Friday, October 18, 2013

photo Assistant U.S. Attorney Stephen Parker speaks Thursday in the Roland Hayes Auditorium at the University of Tennessee at Chattanooga.

Crooked cops were the talk Thursday evening at UTC's forum on public corruption.

In the middle of "The Tarnished Badge" - Assistant U.S. Attorney Stephan Parker's presentation of real-world law enforcement experiences - black-and-white footage showed a 6-foot-plus Memphis transgender woman struck in the face repeatedly by an officer.

The first time Officer Bridges McRae struck the woman, who preferred to be called Duanna, audience members reacted. Then McRae hit her again. And again. McRae refused to use the name Duanna when addressing the woman, and she refused to cooperate.

So McRae struck her head repeatedly in frustration, Parker said.

Parker now works as an assistant U.S. attorney in Louisiana but worked at the district attorney's office in Memphis for years, and at the time of McCrae's incident.

"We didn't prosecute him, but he lost his career," Parker said.

It isn't the standard definition of civil rights protection in America, which prompts memories of the 1960s and segregation among blacks and whites and even the gay equality debate of today.

But Parker said civil rights violations can include many things, including being physically and sexually assaulted at the hands of a government official, like Duanna was. Knowing those rights and reporting their violation can put corrupt officer and officials behind bars, Parker said.

"This is not what you think of as civil rights, right?" Parker said.

Dr.
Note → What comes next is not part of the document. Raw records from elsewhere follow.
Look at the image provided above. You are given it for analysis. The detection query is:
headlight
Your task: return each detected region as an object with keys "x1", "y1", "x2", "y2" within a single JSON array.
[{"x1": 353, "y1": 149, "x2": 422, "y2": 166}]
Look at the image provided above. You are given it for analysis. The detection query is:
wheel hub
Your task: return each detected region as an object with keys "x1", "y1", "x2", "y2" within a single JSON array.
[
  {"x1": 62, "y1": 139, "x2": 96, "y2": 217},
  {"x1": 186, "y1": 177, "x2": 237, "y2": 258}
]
Roger Thompson, associate professor of criminal justice at UTC, said after Parker's presentation that the goal is to have important, potentially sensitive conversations about things like police corruption and civil rights violations.

He said having that conversation at a university was important because it is "neutral" ground, where potential negative opinions of police can be voiced and hopefully balanced by people like Parker, who have made a career out of prosecuting crooked cops.

"This is a topic that, for the most part, is not in a text book," Thompson said. "A person like this is not someone you meet everyday."

Parker spoke to area police earlier in the day, and did not comment on Chattanooga's current legal battle over the fates of ex-Officers Adam Cooley and Sean Emmer Thursday evening.